A French-Canadian congregation had St. Anne’s built, and it opened in 1901, Ellis said. In 1966, the Diocese of Marquette deconsecrated the building, and in 1971 it was sold for $4,000 to a man who used it for a resale shop. That person owned it until he died in the early 1990s. In 1994, Calumet Township acquired it for $38,000, and still owns it.

Ellis, who has been involved with the KHC from the start, said since the township acquired the building, about $1.75 million has gone into it’s renovation, which came from grants and donations.

“No tax money goes towards (the building),” she said.

Daily Mining Gazette/Kurt Hauglie The Keweenaw Heritage Center has been located in the former St. Anne’s Catholic Church on Scott Street in Calumet Township since 1994, when Calumet Township purchased the building. The KHC board is trying to determine if the red Jacobsville sandstone can be cleaned without damaging it.

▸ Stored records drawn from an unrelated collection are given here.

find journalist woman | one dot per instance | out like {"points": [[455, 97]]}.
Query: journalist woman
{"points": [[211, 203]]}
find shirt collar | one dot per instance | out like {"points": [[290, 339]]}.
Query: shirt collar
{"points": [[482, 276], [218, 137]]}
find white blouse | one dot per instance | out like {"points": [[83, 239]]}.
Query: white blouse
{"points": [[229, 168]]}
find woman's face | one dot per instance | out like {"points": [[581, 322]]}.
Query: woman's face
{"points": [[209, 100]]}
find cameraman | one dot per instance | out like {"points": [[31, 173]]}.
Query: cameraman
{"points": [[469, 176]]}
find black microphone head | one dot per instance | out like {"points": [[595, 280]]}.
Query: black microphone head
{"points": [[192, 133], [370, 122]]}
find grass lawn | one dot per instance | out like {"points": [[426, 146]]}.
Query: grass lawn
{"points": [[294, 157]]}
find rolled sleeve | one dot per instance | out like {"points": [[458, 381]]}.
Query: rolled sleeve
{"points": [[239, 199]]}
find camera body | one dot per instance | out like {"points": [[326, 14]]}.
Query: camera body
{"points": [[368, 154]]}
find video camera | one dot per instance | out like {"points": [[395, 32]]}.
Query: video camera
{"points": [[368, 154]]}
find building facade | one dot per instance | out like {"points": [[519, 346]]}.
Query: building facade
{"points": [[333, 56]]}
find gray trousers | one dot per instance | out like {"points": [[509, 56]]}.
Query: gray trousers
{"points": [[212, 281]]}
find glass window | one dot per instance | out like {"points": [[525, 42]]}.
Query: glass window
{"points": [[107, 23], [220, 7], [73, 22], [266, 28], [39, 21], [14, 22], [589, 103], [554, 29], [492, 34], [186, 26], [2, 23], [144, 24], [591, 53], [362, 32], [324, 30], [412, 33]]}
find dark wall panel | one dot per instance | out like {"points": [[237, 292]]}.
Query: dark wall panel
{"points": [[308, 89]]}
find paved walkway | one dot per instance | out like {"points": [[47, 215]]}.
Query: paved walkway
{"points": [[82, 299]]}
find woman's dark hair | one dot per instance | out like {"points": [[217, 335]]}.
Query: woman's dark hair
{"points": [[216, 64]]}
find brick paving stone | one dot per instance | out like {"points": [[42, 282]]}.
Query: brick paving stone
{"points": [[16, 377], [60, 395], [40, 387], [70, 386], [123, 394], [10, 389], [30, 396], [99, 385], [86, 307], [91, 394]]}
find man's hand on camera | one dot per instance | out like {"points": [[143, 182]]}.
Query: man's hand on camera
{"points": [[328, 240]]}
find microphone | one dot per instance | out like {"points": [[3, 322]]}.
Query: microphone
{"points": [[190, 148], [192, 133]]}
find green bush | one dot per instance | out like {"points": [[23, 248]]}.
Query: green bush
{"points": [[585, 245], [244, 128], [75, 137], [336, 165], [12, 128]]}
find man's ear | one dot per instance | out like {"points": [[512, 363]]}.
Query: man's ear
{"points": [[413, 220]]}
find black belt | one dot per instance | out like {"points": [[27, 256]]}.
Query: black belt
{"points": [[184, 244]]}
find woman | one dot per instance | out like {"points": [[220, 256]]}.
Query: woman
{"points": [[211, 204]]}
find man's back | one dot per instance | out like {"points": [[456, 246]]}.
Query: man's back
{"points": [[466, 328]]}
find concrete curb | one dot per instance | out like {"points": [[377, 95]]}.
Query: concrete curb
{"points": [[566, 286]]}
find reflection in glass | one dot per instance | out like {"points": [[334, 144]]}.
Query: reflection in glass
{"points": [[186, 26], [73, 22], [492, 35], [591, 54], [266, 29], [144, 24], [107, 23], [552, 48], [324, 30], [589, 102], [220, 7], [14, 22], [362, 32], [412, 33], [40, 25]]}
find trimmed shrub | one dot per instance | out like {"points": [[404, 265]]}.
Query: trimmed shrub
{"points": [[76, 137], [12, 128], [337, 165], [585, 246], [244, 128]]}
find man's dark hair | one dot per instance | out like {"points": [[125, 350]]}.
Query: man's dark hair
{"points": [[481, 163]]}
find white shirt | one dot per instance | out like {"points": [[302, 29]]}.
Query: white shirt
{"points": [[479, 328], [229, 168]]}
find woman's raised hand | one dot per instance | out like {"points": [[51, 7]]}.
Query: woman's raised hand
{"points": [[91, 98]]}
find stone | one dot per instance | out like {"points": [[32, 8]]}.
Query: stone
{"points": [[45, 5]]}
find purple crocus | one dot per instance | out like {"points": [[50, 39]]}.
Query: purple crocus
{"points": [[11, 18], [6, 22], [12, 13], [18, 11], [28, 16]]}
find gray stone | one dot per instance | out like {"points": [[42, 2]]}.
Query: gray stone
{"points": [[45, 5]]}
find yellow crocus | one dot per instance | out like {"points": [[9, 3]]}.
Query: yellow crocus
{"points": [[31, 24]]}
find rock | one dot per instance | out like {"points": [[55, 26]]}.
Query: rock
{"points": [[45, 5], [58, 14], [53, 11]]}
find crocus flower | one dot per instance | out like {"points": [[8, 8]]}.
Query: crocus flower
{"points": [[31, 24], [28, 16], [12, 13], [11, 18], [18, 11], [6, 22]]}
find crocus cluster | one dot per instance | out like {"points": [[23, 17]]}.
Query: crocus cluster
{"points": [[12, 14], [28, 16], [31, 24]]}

The exterior of the building is Jacobsville red sandstone, which in places looks like it’s almost 116 years old, but it’s uncertain how or if it can be cleaned up without damaging the blocks, Ellis said. There are plans to point tuck some of the joints of the sandstone blocks and repair some areas that are crumbling. The frames around many of the stained glass windows in the building need repair, also.

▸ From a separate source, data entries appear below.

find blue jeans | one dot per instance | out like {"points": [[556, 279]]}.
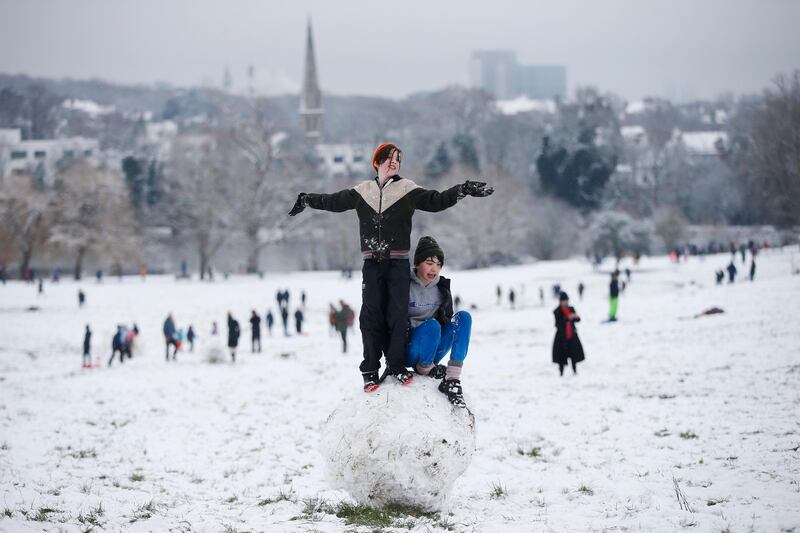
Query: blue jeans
{"points": [[429, 342]]}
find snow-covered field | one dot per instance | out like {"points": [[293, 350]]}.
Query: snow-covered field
{"points": [[712, 404]]}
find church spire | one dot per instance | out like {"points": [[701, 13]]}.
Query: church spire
{"points": [[311, 99]]}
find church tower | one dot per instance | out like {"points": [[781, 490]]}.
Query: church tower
{"points": [[311, 99]]}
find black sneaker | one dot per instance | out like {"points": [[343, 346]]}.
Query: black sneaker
{"points": [[438, 371], [403, 376], [452, 389], [370, 381]]}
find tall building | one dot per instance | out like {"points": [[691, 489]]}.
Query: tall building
{"points": [[499, 73], [311, 99]]}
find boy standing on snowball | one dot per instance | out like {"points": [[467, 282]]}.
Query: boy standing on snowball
{"points": [[385, 206]]}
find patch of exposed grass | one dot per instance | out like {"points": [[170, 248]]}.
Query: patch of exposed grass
{"points": [[144, 511], [282, 496], [388, 516], [43, 514], [392, 515], [92, 518], [497, 491], [534, 452], [88, 453]]}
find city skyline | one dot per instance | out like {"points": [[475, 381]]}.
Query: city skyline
{"points": [[679, 50]]}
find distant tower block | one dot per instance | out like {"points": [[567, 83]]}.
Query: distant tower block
{"points": [[311, 100]]}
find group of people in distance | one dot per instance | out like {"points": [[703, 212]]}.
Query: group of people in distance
{"points": [[406, 315]]}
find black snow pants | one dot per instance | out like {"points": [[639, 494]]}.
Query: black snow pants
{"points": [[384, 313]]}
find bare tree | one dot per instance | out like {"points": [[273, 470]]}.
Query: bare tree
{"points": [[199, 204], [93, 214], [484, 231], [670, 225], [260, 184], [776, 149], [26, 212]]}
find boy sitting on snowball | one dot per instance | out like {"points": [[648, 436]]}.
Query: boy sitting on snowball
{"points": [[435, 329], [385, 206]]}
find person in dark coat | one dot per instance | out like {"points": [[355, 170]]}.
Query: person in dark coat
{"points": [[118, 345], [270, 320], [285, 320], [255, 331], [385, 206], [87, 347], [731, 272], [170, 337], [566, 344], [233, 336], [613, 296], [190, 336], [435, 329]]}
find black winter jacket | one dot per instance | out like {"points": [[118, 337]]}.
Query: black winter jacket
{"points": [[384, 215], [564, 349], [445, 311]]}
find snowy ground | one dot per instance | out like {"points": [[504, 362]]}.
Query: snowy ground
{"points": [[711, 404]]}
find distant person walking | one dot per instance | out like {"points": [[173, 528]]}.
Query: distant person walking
{"points": [[87, 347], [332, 314], [613, 296], [190, 336], [118, 345], [270, 320], [233, 336], [169, 336], [285, 320], [255, 332], [731, 272], [566, 344], [344, 320]]}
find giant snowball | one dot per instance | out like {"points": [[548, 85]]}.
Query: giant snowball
{"points": [[400, 444]]}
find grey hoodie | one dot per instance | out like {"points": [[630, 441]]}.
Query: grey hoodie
{"points": [[423, 302]]}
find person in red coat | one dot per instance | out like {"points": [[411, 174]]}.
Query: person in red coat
{"points": [[566, 344]]}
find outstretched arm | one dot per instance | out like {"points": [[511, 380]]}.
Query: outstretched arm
{"points": [[336, 202]]}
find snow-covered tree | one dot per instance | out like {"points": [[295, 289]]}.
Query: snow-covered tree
{"points": [[26, 213], [616, 233], [93, 214], [197, 199]]}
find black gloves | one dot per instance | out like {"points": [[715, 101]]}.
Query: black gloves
{"points": [[300, 204], [474, 188]]}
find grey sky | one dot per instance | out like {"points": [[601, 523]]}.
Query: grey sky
{"points": [[675, 48]]}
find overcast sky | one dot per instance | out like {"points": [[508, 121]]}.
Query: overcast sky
{"points": [[675, 48]]}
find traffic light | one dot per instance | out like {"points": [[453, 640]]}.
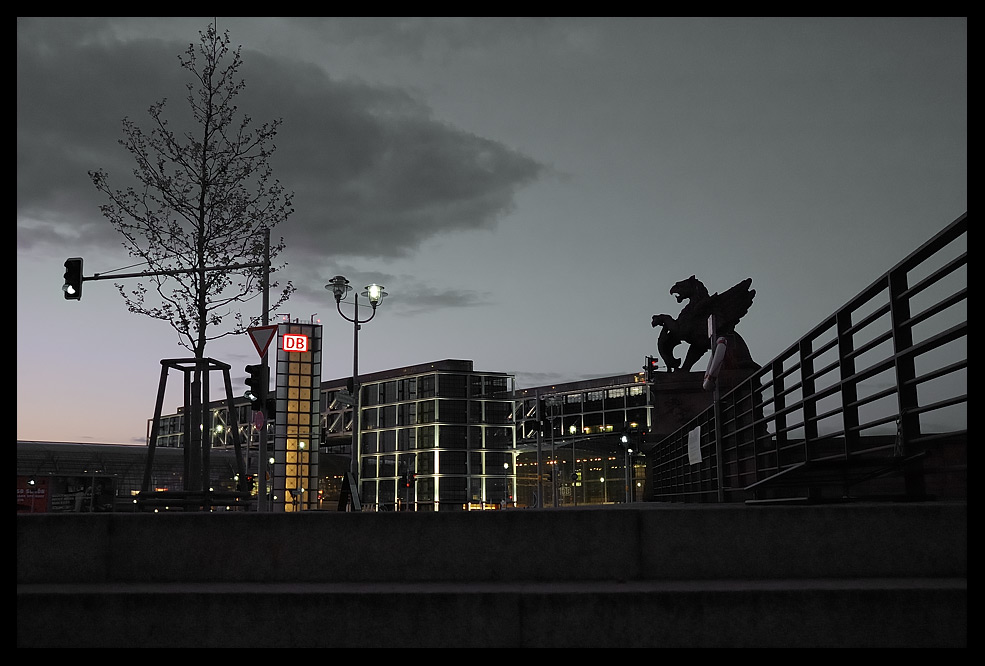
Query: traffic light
{"points": [[257, 383], [73, 279], [651, 368]]}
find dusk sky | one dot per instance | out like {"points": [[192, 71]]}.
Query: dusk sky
{"points": [[527, 189]]}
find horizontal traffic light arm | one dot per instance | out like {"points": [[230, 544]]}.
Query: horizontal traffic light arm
{"points": [[177, 271]]}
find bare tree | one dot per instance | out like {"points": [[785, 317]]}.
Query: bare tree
{"points": [[204, 199]]}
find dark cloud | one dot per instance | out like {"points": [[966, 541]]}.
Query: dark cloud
{"points": [[374, 174]]}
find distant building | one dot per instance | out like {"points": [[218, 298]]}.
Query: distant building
{"points": [[442, 436]]}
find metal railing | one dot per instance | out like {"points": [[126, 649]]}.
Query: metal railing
{"points": [[871, 403]]}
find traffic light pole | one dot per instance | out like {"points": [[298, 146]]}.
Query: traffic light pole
{"points": [[262, 506]]}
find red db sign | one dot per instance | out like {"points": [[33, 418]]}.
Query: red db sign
{"points": [[294, 342]]}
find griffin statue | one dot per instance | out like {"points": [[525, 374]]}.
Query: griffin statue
{"points": [[691, 326]]}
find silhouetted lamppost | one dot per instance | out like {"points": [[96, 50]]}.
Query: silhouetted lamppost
{"points": [[339, 286]]}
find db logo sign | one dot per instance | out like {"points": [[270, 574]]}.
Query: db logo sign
{"points": [[293, 342]]}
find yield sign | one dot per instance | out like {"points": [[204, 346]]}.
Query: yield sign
{"points": [[261, 336]]}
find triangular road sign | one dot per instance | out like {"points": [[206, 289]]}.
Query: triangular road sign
{"points": [[261, 336]]}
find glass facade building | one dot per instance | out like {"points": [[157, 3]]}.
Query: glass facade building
{"points": [[434, 437], [580, 442]]}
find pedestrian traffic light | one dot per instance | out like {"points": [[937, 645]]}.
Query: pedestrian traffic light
{"points": [[73, 279], [257, 391], [651, 368]]}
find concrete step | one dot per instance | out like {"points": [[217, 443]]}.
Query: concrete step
{"points": [[891, 612], [638, 542], [879, 575]]}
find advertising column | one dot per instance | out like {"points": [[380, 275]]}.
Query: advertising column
{"points": [[297, 417]]}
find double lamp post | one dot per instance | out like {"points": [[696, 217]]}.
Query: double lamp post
{"points": [[339, 286]]}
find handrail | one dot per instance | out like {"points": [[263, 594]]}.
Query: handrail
{"points": [[770, 421]]}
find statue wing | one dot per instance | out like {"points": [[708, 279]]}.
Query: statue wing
{"points": [[731, 305]]}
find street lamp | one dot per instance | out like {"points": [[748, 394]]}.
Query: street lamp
{"points": [[339, 286]]}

On the interior of the building, Ellis said a new kitchen was constructed in 2015. Lifts to make the building handicapped accessible were installed, also. A new concrete floor was put down in the basement.

Besides preserving the building, Ellis said the nine-member KHC board is involved with projects highlighting the history of the Calumet area. A current exhibit features the contributions women made in the area during the mining era. That exhibit required 4,000 hours of work by five people.

There was much research done for the project, Ellis said.

“I took the 1910 census and put it onto a spread sheet,” she said.

Every female in Calumet Township between the ages of 0 to 90 years old was recorded for the project, Ellis said.

“One in four (females aged 16 to 80) was generating income,” she said.

Also available for viewing at the KHC is a video of the history of Fifth Street in Calumet created by Calumet High School students in 2015.

One of the misconceptions many people have about the Calumet area during the mining era was that because there were so many ethnic groups from different countries they couldn’t communicate with each other, Ellis said. However, most of the residents from non-English-speaking countries could speak at least some English, and many were fluent in English.

“What we’re looking at is a diverse population,” she said. “It’s the whole spectrum of the community.”

The KHC building is used for various community events, Ellis said, such as musical performances and, craft shows, and meetings. Many people have weddings or wedding receptions in the building.

Nobody in KHC gets paid, Ellis said.

“It’s all volunteer,” she said.

The KHC takes donations from individuals and foundations, Ellis said. In 2016, the Keweenaw Community Foundation gave the KHC a grant, and a $25,000 grant from the Novi, Michigan-based American Foundation.

About 55 percent of the money raised for the KHC comes from private donations, Ellis said, and about 45 percent comes from grants.

Ellis said she’s glad to be a part of the Keweenaw Heritage Center and the efforts to preserve the former church building.

“This is a beautiful building,” she said. “It deserves to live.”